My front room looks like a storm hit it. Blankets are strewn here and there, dining chairs are out of place, and army men are waiting in camouflage to attack any bare feet that wander in. This is a result of fort-making yesterday and my being gone today. I've walked past the room several times and simply turned my head. I don't want to deal with it.
My mind has had some hurricane force winds blowing around lately, as well. My thoughts are topsy-turvy, ideas flung hither and yon. Focus is a far-fetched concept. I try to get a hold of some thought, but it's blown out of reach before I can grasp it.
I know what the problem is, but like my front room, I've had blinders on. I find something else to distract me. facebook. Blogs. Pintrest. More blogs. Housework, yes, even that.
I think I know what I need to do. I'm shying away from it like a dentist chair. It won't be painful to anyone but me. Still, I cringe at the very word.
Yep. A break.
From my kids? No, in fact they will soon be much more a part of my life. Another reason a break will be helpful. I have a very small window of time before the tsunami of children waves in and overtakes me.
A break. From this. My blog. Your blogs. (ack! Really? How can I function without reading your amazing, inspiring, humorous words? How will you live without my comments? Seriously, don't you just wait with bated breath for me to comment?)
You can partially blame Deb from Kicking Corners. She put the idea in my head. We spent the morning together and discussed so much about writing. (I wish I'd been as smart as her when I was as young as her!) We talked about how we write, do our loved ones 'get it'. And, we talked about taking breaks, and how we don't get nearly as much done as we'd planned. But, still.
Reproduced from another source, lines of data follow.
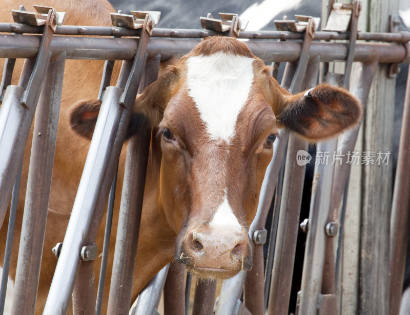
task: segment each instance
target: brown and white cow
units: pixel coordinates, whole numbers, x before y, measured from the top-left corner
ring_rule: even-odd
[[[67,12],[67,25],[107,25],[113,11],[103,0],[92,4],[79,0],[43,3]],[[12,5],[10,10],[16,7]],[[2,18],[9,14],[6,7]],[[98,107],[90,98],[98,93],[101,70],[102,64],[97,61],[70,60],[66,64],[37,298],[39,312],[56,263],[51,249],[63,239],[87,154],[89,134],[81,130],[89,130],[95,123],[95,119],[84,120],[78,115],[95,117],[87,112],[90,108],[95,111],[96,104]],[[76,102],[82,99],[86,99]],[[250,268],[252,245],[247,228],[255,214],[278,129],[288,128],[314,142],[355,125],[361,116],[359,102],[341,88],[322,85],[306,95],[291,95],[244,43],[222,37],[203,40],[177,63],[168,66],[137,98],[134,112],[136,117],[141,113],[147,115],[154,130],[134,297],[174,257],[201,278],[227,278]],[[76,122],[73,128],[70,121]],[[29,147],[25,157],[25,174]],[[123,152],[120,174],[125,158]],[[122,181],[120,175],[117,195]],[[25,180],[22,187],[14,253],[20,231]],[[3,227],[0,231],[2,240],[5,239],[6,230]],[[100,230],[99,249],[102,249]],[[0,241],[1,253],[4,243]],[[16,258],[15,255],[12,260],[12,278]],[[99,259],[95,261],[96,275],[100,262]],[[109,265],[108,270],[106,286],[111,278]]]

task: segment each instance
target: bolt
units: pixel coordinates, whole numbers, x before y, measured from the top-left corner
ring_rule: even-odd
[[[309,224],[309,219],[305,219],[304,220],[303,220],[303,222],[302,222],[302,223],[300,223],[300,225],[299,226],[300,227],[300,228],[302,229],[302,231],[303,231],[305,233],[308,233]]]
[[[335,222],[331,222],[326,224],[325,231],[328,236],[334,236],[337,234],[337,223]]]

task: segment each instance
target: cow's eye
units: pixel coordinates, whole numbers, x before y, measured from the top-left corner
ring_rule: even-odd
[[[276,134],[270,134],[265,141],[265,147],[271,148],[273,146],[273,143],[276,140]]]
[[[163,128],[163,130],[162,130],[162,134],[163,135],[163,137],[168,141],[170,141],[171,140],[175,140],[174,134],[170,129],[167,128]]]

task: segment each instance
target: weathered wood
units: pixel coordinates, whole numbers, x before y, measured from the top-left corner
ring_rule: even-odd
[[[369,1],[366,30],[388,32],[389,15],[398,9],[397,0]],[[392,151],[395,80],[388,73],[386,64],[376,70],[363,121],[363,152]],[[387,314],[389,308],[393,170],[391,161],[375,164],[363,165],[358,313],[363,314]]]

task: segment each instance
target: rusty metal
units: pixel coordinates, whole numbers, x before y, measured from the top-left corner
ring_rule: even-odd
[[[7,238],[6,240],[6,249],[4,251],[4,260],[2,267],[2,281],[0,284],[0,314],[4,312],[5,301],[6,301],[6,292],[7,290],[7,283],[9,280],[9,271],[10,270],[10,261],[11,258],[11,250],[13,246],[13,239],[14,236],[14,227],[17,213],[17,204],[18,200],[18,191],[20,189],[20,179],[22,177],[22,168],[23,161],[20,163],[18,173],[13,187],[13,194],[11,196],[11,202],[10,207],[9,215],[9,226],[7,229]]]
[[[185,266],[173,261],[163,288],[163,309],[166,315],[185,314]]]
[[[8,49],[0,49],[0,58],[33,58],[38,51],[40,40],[37,35],[2,35],[0,45],[7,46]],[[179,58],[199,42],[198,39],[151,39],[147,48],[148,58],[157,54],[161,54],[162,60],[172,56]],[[254,55],[266,62],[297,61],[302,46],[298,41],[249,41],[245,43]],[[408,58],[408,50],[405,47],[393,43],[357,43],[354,61],[404,62]],[[67,51],[67,59],[122,60],[132,59],[136,48],[137,42],[132,38],[55,36],[50,50],[53,56]],[[320,55],[321,61],[328,62],[345,60],[348,50],[348,45],[344,43],[314,42],[310,52],[312,55]]]
[[[248,25],[248,21],[240,19],[238,14],[219,13],[219,16],[221,19],[214,18],[211,13],[208,13],[207,17],[201,16],[201,26],[220,33],[229,32],[228,36],[238,38],[240,32],[244,31]]]
[[[141,79],[141,90],[156,79],[160,59],[157,56],[146,65]],[[141,126],[140,133],[133,136],[128,144],[108,299],[109,314],[128,313],[129,311],[132,288],[129,280],[133,278],[136,258],[150,140],[151,129],[147,125]]]
[[[34,120],[15,281],[13,312],[31,313],[34,312],[35,307],[65,63],[64,54],[51,62]]]
[[[335,139],[319,142],[317,152],[335,152],[337,141]],[[325,226],[329,215],[332,183],[334,165],[325,164],[315,166],[312,188],[309,229],[306,240],[303,259],[300,314],[315,313],[321,308],[318,299],[321,292],[326,243]]]
[[[216,291],[216,279],[198,279],[194,297],[192,313],[196,315],[212,314]]]
[[[303,80],[301,77],[299,80],[302,82],[295,82],[297,79],[295,74],[291,84],[295,89],[293,93],[316,85],[319,63],[319,58],[317,57],[309,64],[306,71],[304,86],[302,85]],[[304,74],[300,72],[299,73]],[[269,314],[287,313],[289,308],[305,169],[305,166],[298,165],[295,159],[297,151],[300,149],[306,151],[307,143],[301,142],[295,136],[291,136],[286,151],[275,259],[268,305]]]
[[[41,27],[25,24],[0,23],[0,32],[18,32],[25,34],[39,34],[43,32]],[[122,27],[100,26],[57,26],[55,34],[65,35],[139,36],[140,29],[133,30]],[[153,37],[173,37],[180,38],[202,38],[219,35],[218,32],[210,30],[190,30],[185,29],[155,28]],[[357,39],[360,40],[375,40],[406,43],[410,40],[410,32],[401,31],[396,33],[359,32]],[[347,40],[349,32],[332,31],[316,32],[315,40]],[[302,39],[303,34],[299,32],[277,31],[241,31],[239,38],[249,39]]]
[[[399,313],[405,265],[410,215],[410,70],[407,79],[403,122],[390,222],[390,309],[391,315]]]

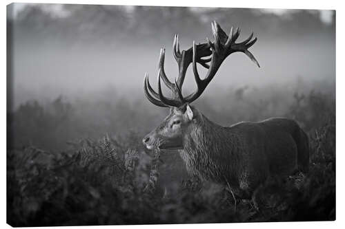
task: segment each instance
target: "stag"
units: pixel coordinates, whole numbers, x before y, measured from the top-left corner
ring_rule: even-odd
[[[164,49],[161,50],[158,92],[150,86],[147,74],[144,92],[154,105],[170,108],[170,114],[143,139],[148,149],[177,149],[187,171],[201,179],[229,185],[240,199],[250,199],[269,177],[283,177],[296,171],[308,170],[309,147],[306,134],[296,122],[272,118],[261,122],[241,122],[224,127],[208,120],[190,104],[204,92],[226,57],[237,52],[244,53],[259,67],[248,50],[256,41],[253,34],[236,43],[240,30],[233,28],[228,36],[215,21],[214,41],[187,50],[179,50],[175,35],[173,55],[179,67],[177,80],[172,83],[164,72]],[[197,90],[187,96],[181,93],[187,68],[192,63]],[[199,77],[197,63],[208,69]],[[172,98],[161,90],[161,79],[170,89]]]

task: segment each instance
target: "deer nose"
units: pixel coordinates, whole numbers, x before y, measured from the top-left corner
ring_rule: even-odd
[[[143,139],[144,144],[146,144],[146,143],[148,143],[149,140],[150,140],[150,137],[144,138],[144,139]]]

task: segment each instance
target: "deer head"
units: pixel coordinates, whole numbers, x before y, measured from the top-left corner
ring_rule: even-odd
[[[169,80],[164,72],[165,50],[161,49],[158,71],[158,92],[150,86],[148,76],[145,74],[144,89],[146,98],[154,105],[170,107],[170,114],[164,122],[143,139],[146,148],[150,149],[158,147],[161,149],[182,149],[184,140],[193,127],[201,121],[202,116],[193,106],[191,102],[197,99],[204,92],[207,85],[215,76],[223,61],[230,54],[240,52],[247,55],[259,67],[254,56],[248,50],[257,41],[252,40],[253,34],[244,41],[236,43],[239,36],[239,28],[233,32],[231,28],[228,36],[220,26],[214,21],[211,23],[215,41],[206,39],[205,43],[196,45],[187,50],[180,52],[178,35],[175,35],[173,44],[173,55],[179,67],[179,76],[174,83]],[[200,78],[197,68],[197,63],[208,70],[204,79]],[[182,95],[182,85],[189,65],[193,64],[193,69],[197,90],[187,96]],[[172,92],[172,98],[163,95],[161,78]]]

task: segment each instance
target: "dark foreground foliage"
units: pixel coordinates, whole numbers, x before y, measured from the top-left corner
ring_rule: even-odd
[[[286,116],[308,131],[310,172],[269,181],[259,193],[259,212],[250,201],[234,199],[226,187],[196,178],[181,176],[175,188],[167,188],[159,183],[159,175],[172,162],[146,154],[141,135],[132,132],[121,138],[106,135],[97,141],[70,142],[69,150],[59,153],[32,146],[8,150],[8,223],[39,226],[334,220],[334,101],[314,92],[295,97]]]

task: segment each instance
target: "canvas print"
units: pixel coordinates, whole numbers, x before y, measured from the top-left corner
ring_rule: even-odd
[[[7,222],[335,220],[335,11],[12,3]]]

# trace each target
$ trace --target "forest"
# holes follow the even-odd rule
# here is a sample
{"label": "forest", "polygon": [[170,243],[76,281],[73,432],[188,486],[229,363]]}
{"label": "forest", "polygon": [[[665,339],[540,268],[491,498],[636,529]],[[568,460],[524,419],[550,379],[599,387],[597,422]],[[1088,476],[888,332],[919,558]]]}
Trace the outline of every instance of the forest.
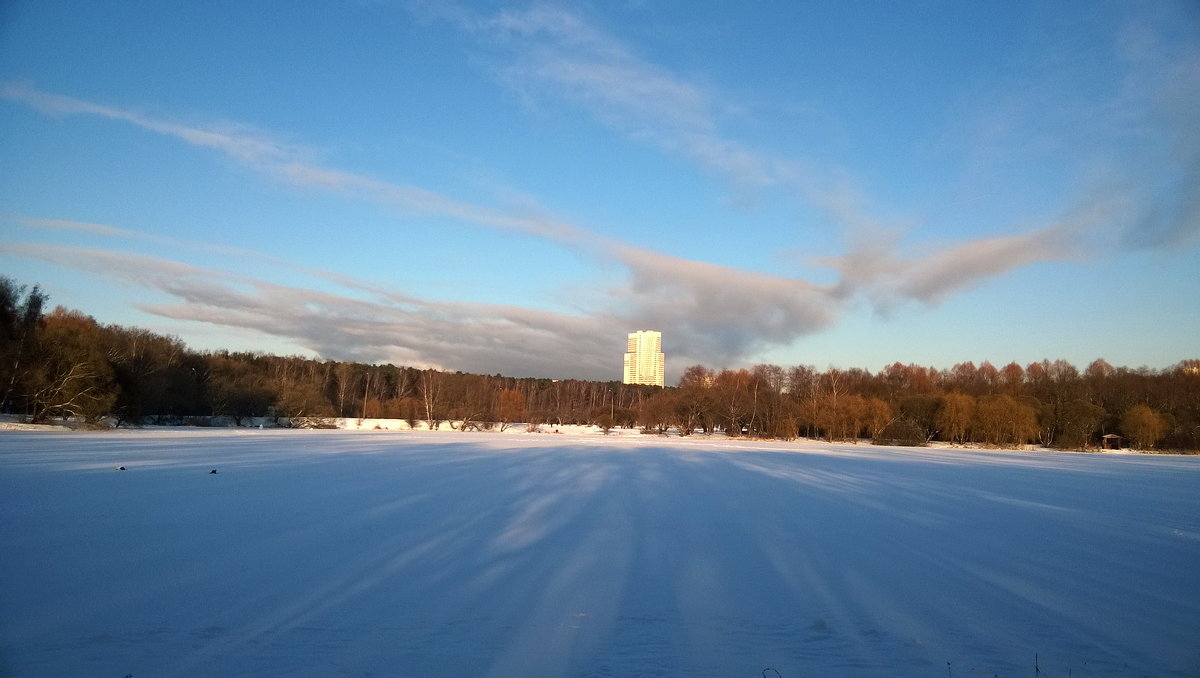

Plus, we had this great writing group and I got some fabulous feedback. I'm rejuvenated. I want to write. I need to write. But, I need focus. And, dang it, the Internet pulls my focus like a tornado, spinning it and blowing it up and out and away.
Give me a week. A week to write and get my house in order. Literally. A week to seclude myself before my kids get out of school and start demanding my time and attention. A week to finish those last 75 pages. A week to read my entire book aloud. A week to polish my query letter. A week to psyche myself out that I'm really ready to do this.